Cha tree is theaceae family and green tea, black tea and Oolong tea in China are made from this leaves. Their difference depends on degree of fermentation. Green tea is an unfermented tea, Oolong tea is a semi-fermented tea and black tea is a fermented tea.
Cha contains caffeine, catechin and theanine etc. Catechin has effects of anti-bacteria, anti-oxidant, anti-cancer and so on. Catechin is an element of bitterness and theanine is an element of Umami[旨味（うまみ）](delicious taste, this is one of the five tastes). Many products of Cha such as detergent and deodorant, which utilizes its anti-bacterial effect, are made.
There are some kinds of teas in Japan and most of those are green teas. For example, Sen-cha[煎茶（せんちゃ）], Matcha[抹茶（まっちゃ）] and Genmai-cha[玄米茶（げんまいちゃ）], etc.
Sen-cha is a tea which is made from steamed, rubbed, dried tea leaves. When Japanese say simply "Cha" in daily life, it mostly refers to Sen-cha. It is the most popular Cha in Japan.
Matcha is made by Ten-cha[碾茶（てんちゃ）]. Ten-cha is made from leaves of covered tea trees by sun shades for some time. It is for stopping photosynthetic, and in consequence, catechin in leaves decreases and theanine in leaves increases. Therefore, the tea has less bitter and increases Umami.
Matcha is ground Ten-cha into a powder by mill. Matcha is more expensive tea than other teas. That is used in Sadō[茶道（さどう）](tea ceremony). Matcha is served with Wagashi[和菓子（わがし）](Japanese confectionery) in Sadō.
Chawan[茶碗（ちゃわん）](tea cup) for Matcha
and Chasen[茶筅（ちゃせん）](tea whisk made of bamboo)
Genmai-cha is a tea that is mixed Sen-cha and steamed & roasted Genmai[玄米（げんまい）](brown rice). Genmai-cha has a flavor such as nuts.
Hōji-cha[ほうじ茶] is a roasted Sen-cha like coffee. That tea is brown color unlike other teas and has roasted good smell.
In addition, there are some tea not using Cha leaves. Mugi-cha[麦茶（むぎちゃ）] is a roasted barley tea. That has a refreshing flavor and it is suitable as a summer drink. Soba-cha[蕎麦茶（そばちゃ）] is a roasted Soba(buckwheat) tea. It has an unique taste and is often served at Soba noodle restaurant.
Kyūsu[急須（きゅうす）](Japanese tea pot)
Upper: Chawan[茶碗（ちゃわん）](tea cup) for daily use
Below: Chawan for guest
Tea tree likes warm weather. Therefore, production areas of Cha concentrate in warm areas.

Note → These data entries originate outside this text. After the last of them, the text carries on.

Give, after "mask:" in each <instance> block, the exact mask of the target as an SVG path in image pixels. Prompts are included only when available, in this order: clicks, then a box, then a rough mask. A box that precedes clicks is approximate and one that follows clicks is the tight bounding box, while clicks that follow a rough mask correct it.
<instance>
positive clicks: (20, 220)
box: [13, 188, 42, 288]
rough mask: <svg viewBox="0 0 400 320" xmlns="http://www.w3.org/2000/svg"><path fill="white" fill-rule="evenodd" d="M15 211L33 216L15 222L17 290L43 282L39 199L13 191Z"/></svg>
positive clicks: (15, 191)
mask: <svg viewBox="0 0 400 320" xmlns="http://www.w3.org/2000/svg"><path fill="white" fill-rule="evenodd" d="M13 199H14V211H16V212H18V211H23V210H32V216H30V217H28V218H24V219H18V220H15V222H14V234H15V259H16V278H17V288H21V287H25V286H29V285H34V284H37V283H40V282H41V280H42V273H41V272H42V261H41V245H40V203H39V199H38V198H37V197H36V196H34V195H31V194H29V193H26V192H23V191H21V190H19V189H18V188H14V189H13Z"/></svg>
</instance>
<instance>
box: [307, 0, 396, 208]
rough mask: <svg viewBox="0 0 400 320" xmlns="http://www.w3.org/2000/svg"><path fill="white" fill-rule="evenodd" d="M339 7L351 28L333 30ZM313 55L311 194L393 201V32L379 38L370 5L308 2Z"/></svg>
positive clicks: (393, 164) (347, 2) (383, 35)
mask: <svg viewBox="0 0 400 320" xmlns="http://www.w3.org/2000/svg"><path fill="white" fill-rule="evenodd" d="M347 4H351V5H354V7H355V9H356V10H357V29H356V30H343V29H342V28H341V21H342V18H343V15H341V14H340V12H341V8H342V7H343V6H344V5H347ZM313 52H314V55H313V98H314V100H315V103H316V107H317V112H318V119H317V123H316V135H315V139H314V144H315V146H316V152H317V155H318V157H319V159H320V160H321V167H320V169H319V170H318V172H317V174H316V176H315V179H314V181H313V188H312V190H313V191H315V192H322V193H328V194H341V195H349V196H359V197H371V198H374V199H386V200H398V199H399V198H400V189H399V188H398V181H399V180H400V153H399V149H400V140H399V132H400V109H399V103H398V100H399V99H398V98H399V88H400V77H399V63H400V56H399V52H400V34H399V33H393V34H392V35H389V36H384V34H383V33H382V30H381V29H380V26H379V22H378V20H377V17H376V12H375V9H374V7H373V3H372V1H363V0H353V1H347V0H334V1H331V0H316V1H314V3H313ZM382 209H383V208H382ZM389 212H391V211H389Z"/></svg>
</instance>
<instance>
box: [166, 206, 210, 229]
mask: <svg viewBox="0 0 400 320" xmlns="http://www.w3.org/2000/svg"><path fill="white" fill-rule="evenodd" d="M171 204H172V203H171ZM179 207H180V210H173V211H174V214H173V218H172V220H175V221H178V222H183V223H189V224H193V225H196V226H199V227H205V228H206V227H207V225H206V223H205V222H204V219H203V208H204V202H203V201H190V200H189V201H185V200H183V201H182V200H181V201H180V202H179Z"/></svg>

The main production areas are as follows;
- Shizuoka Prefecture: Cha is the most representative product in Shizuoka. Especially, Makinohara Plateau[牧之原台地（まきのはらだいち）] is the largest production area in Japan. And Cha from Kawane[川根（かわね）] is known as high-brand tea.
- Sayama[狭山（さやま）], Saitama Prefecture: Sayama is the three best Cha production area with Shizuoka and Uji.
- Uji[宇治（うじ）], Kyoto Prefecture: Uji is a production area of high-quality Cha and especially, that is famous for Matcha.
- Yame[八女（やめ）], Fukuoka Prefecture
- Ureshino[嬉野（うれしの）], Saga Prefecture
- Kagoshima Prefecture: Cha from Chira[知覧（ちらん）] is well-known.
Makinohara tea plantations at Makinohara City, Shizuoka
Tea plantation and Mt. Fuji at Fuji City, Shizuoka
I recommend a book about Cha and Sadō, "The Book of Tea[茶の本（ちゃのほん）]" by Kakuzō(a.k.a. Tenshin) Okakura[岡倉覚三(天心)（おかくらかくぞう(てんしん)）].
Okakura was an official of the Ministry of Education and an art historian in the Meiji period. He wrote "The Book of Tea" in English in 1906. This was written for explaining to western people what Sadō is. In addition, you can understand thought of Japanese about art and beauty in this book.